Fun Camp
Page 6
Because I’ve cajoled barroom stories from mirthy Jacks who’ll up and leave a bar at the sound of the German language.
Because I could tell you about Kansas and Kant, Ken Starr and cover letters.
Because I know tricks for keeping myself from crying.
Because I’d kick each of your asses at The Price is Right.
Because I memorized the verbal fallacies and blow this whistle whenever I hear one.
Because I’ve raised brows by wit alone.
Because I can tell you why certain movies are good with words you’d use wrong.
Because I registered your sense of wonder and factored it into the way I regard you.
Because I could trick even the savviest among you, and have already. And will.
Because the sting of failure has humbled me without my say so.
Because I annually get worse at lying to myself and better at avoiding bare truths.

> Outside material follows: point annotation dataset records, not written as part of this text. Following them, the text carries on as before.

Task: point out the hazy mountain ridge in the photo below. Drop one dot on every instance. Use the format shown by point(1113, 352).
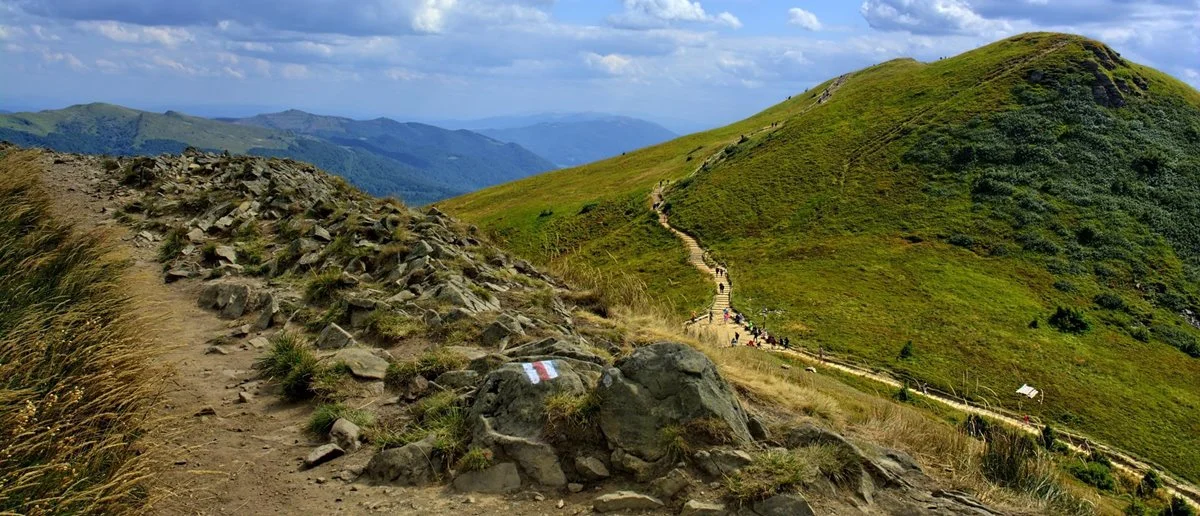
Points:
point(418, 162)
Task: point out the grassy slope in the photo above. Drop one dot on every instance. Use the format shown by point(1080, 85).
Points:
point(813, 219)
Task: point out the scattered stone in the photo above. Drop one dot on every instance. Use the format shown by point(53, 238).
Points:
point(322, 455)
point(411, 465)
point(361, 363)
point(591, 468)
point(789, 504)
point(660, 385)
point(346, 435)
point(625, 501)
point(723, 462)
point(697, 508)
point(334, 337)
point(671, 484)
point(498, 479)
point(228, 253)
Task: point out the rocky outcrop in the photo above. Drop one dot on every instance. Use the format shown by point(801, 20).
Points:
point(663, 385)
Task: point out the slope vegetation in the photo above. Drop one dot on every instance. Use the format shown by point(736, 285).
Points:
point(415, 162)
point(1021, 214)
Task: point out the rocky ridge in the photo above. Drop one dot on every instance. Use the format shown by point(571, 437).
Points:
point(495, 377)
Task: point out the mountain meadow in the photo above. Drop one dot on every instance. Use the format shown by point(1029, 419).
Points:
point(1025, 213)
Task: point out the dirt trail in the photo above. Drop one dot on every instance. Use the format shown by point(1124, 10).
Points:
point(219, 455)
point(724, 333)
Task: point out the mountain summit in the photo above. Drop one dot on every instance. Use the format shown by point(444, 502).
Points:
point(1023, 214)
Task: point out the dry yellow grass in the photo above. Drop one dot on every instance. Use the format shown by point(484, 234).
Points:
point(75, 389)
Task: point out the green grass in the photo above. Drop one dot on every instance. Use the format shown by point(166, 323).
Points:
point(949, 204)
point(327, 414)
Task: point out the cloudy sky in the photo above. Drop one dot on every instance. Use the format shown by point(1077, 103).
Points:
point(683, 63)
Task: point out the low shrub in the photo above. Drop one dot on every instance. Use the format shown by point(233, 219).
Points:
point(1069, 321)
point(327, 414)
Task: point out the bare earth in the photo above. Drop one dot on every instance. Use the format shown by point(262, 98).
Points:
point(222, 456)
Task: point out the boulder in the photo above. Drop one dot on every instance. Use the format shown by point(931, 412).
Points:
point(227, 253)
point(346, 435)
point(670, 485)
point(789, 504)
point(498, 479)
point(457, 379)
point(625, 501)
point(663, 385)
point(412, 465)
point(363, 363)
point(723, 462)
point(549, 348)
point(509, 414)
point(322, 455)
point(697, 508)
point(232, 299)
point(591, 468)
point(334, 337)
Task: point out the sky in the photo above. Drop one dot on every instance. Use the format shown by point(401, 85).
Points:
point(687, 64)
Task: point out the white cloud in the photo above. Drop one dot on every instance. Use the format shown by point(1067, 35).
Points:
point(166, 36)
point(612, 64)
point(294, 71)
point(803, 18)
point(658, 13)
point(929, 17)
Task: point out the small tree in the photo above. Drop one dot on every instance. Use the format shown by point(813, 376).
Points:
point(1049, 438)
point(1150, 484)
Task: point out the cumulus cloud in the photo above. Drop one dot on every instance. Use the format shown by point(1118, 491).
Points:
point(929, 17)
point(611, 64)
point(659, 13)
point(803, 18)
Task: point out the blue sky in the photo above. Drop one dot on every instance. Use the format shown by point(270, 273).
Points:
point(684, 63)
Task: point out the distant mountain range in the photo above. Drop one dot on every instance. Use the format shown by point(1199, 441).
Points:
point(570, 139)
point(418, 162)
point(576, 141)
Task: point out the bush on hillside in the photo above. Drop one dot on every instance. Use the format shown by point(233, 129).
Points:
point(1069, 321)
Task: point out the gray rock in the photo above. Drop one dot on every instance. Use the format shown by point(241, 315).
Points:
point(346, 435)
point(721, 462)
point(625, 501)
point(670, 485)
point(697, 508)
point(232, 299)
point(321, 233)
point(412, 465)
point(228, 253)
point(661, 385)
point(553, 347)
point(509, 415)
point(457, 379)
point(591, 468)
point(322, 455)
point(334, 337)
point(268, 313)
point(790, 504)
point(498, 479)
point(363, 363)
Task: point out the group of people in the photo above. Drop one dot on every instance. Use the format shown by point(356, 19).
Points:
point(759, 336)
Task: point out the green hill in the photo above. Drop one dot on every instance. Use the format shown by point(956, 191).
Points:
point(1024, 213)
point(576, 139)
point(420, 165)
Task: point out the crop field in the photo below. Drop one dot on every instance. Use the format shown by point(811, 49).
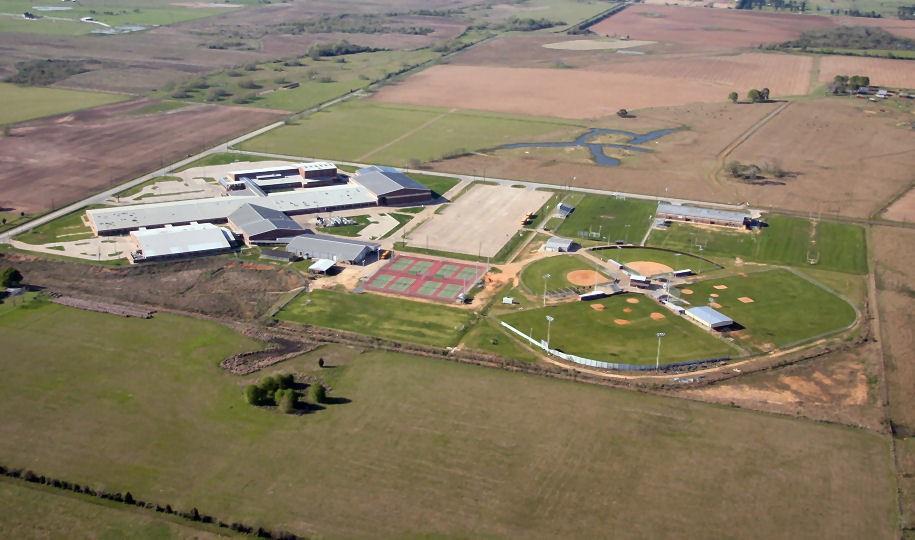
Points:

Because the worry my birthday causes me points to a big fact I’m beginning to allow myself to acknowledge.
Because I’d do alright in the wild for a time.
Because I could kill each of you with both arms bound.
Because I know just when to kill a joke.
I KNOW WE’RE TRAMPLING HISTORY BUT
If you think back far enough, what wasn’t built on an Indian burial ground? Was I the ghost of a native, I bet I’d be pretty understanding about where my conquerors build their resorts. The sacred’s got a clock like anything. Me, I’d like my grave marked and mowed for a solid century, long enough for everyone who could’ve ever loved me to join me. After that, they’re free to erect a fresh Dillard’s on my once-marked bones. I owe a shot at discounts to the not yet dead.
GROGG CORNERS A CAMPER
Feel this knot. Yes, touch it. Post-veto, I was told my back would’ve been practed and kneeded had I narrated that my paindaggers had come on sudden in the a.m. Gander at a man’s leased camp shack, then ask me how long I’ll keep up the ole wince-and-grit for. Death, to thems, is the pickle you ask for none of, please. You might still get served a briny cuke in and on and beside your tray—it may yes happen—but some pimply shluck is gonna get the shitcan for it. That there is some blood-weary optimism in my spectation. Surprised for me, colt? This is worth leaping a parisian fence for, kiddo, unless your constituency cuts his own checks. A prior history is a costly flopping redundancy. My nightly prayers, in order of downward likeness: one is for said-mentioned outfromers to pod me in for a medicinal autotuning, two is for a blonde-bosomed young Montrealite staffer to arrive one summer, burned and beautiful, who’ll hitch me to her wagon and socialize me. Scram in case of either.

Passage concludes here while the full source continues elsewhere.